La protection de la santé et la prévention des accidents (qui ont diminué de 75% entre 2001 et 2010) ont permis de réduire massivement l’absentéisme, confirme Rudolf P. Winzenried, secrétaire général du fabriquant de biscuits Kambly. «Au point qu’il nous a été possible d’accorder une semaine de vacances supplémentaire au personnel.»

Une culture de la sécurité

L’intégration du respect de la santé dans les processus et les décisions des entreprises telle que la conçoit le sigle de qualité Friendly Work Space, représente aussi «une stratégie gagnante» pour les syndicats, affirme Darius Mordasini, spécialiste de la sécurité au travail chez Unia.

En général, on observe une meilleure sensibilisation au problème de la santé au travail, relève-t-il. «Ces quinze dernières années, beaucoup a été fait en matière de prévention des accidents. Par contre, on a peu progressé dans le domaine des troubles physiques dus au travail lourd ou aux mouvements répétitifs, comme du reste pour les problèmes psychiques causés par le travail.»

Il existe de belles initiatives, «mais leur application est insuffisante», insiste Suzanne Blanc, de Travail Suisse. «On souhaiterait plus de flexibilité et un meilleur équilibre entre travail et vie familiale.» En Suisse, souligne Dario Mordasini, on n’a pas encore imposé de véritable «culture de la sécurité».
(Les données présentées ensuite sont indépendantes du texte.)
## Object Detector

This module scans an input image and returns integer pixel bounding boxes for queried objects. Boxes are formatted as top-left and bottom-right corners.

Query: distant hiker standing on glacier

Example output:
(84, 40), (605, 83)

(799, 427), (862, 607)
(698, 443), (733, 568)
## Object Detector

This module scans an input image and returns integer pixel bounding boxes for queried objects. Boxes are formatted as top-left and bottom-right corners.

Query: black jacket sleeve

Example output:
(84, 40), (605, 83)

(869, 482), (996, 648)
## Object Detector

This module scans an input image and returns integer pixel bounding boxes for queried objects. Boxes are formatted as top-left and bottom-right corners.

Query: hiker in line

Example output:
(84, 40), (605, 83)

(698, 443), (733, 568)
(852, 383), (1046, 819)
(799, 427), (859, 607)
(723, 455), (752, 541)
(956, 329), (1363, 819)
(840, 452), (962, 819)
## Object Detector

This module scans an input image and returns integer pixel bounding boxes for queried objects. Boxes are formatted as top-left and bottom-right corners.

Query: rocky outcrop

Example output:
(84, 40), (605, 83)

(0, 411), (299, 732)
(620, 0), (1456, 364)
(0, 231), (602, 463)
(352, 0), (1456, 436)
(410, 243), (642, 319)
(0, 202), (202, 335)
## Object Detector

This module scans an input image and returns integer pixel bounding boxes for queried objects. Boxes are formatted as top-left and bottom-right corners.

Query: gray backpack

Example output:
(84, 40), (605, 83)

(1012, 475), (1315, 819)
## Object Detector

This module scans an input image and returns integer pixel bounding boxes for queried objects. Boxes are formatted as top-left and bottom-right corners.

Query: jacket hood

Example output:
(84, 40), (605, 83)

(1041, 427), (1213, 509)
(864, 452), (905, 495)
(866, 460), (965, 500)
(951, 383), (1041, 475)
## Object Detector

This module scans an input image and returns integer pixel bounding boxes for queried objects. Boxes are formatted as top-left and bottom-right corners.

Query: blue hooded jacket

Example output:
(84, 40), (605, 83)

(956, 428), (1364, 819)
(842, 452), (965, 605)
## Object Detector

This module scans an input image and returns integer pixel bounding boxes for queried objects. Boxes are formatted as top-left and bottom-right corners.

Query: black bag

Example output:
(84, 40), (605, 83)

Pour Brigitta Danuser, directrice de l’Institut pour la santé au travail de Lausanne, il faut considérer les choses à la base. «Les entreprises se préoccupent de l’absentéisme, qui commence à coûter cher. Mais elles continuent à mettre leurs employés en concurrence.» Pour changer les choses, ajoute-t-elle, il faut agir sur les causes réelles du stress. «C’est-à-dire les conflits personnels et l’organisation.»

2008-2011: huit grandes entreprises suisses représentant plus de 5000 employés ont participé au projet lancé par Promotion santé suisse en collaboration avec l’Institut pour l’économie de la santé de Winterthour.

L’étude a montré que le rendement d’un employé stressé est plus faible, ce qui occasionne jusqu’à 8000 francs de pertes par an par entreprises. Elle a constaté une diminution du stress de 25%.

Quand le rapport est positif entre les ressources et la place de travail (soutien des collègues, estime des supérieurs…) et les sollicitations (conflits, bruit, manque de temps…), la productivité augmente jusqu’à 10% et l’absentéisme diminue (au moins 2,6 jours par an).

Les rapports interpersonnels sont particulièrement décisifs dans l’évaluation finale. Le soutien des collègues, la courtoisie et l’estime réciproque, sont particulièrement fondamentaux.

Les coûts totaux de l’application de mesures anti-stress ont été calculés à 755 francs par personne. Montant amorti en quatre ans environ. Les bénéfices (augmentation du rendement, diminution des absences) réalisés atteignent en moyenne 195 francs par an et par employé.

La section suisse de l’Association européenne pour la promotion de la santé (AEPS) attribue chaque année un prix (doté de 25’000 francs) aux entreprises qui s’engagent pour améliorer les conditions de travail.

Les lauréats 2012 sont:

la Coopérative Migros de Lucerne (introduction de contrôles médicaux personnalisés),

la structure médico-sociale neuchâteloise Résidence Bellerive de Cortaillod (pour avoir introduit un programme de prévention du burnout).

l’entreprise de construction Implenia (efforts pour réduire la consommation d’alcool au travail).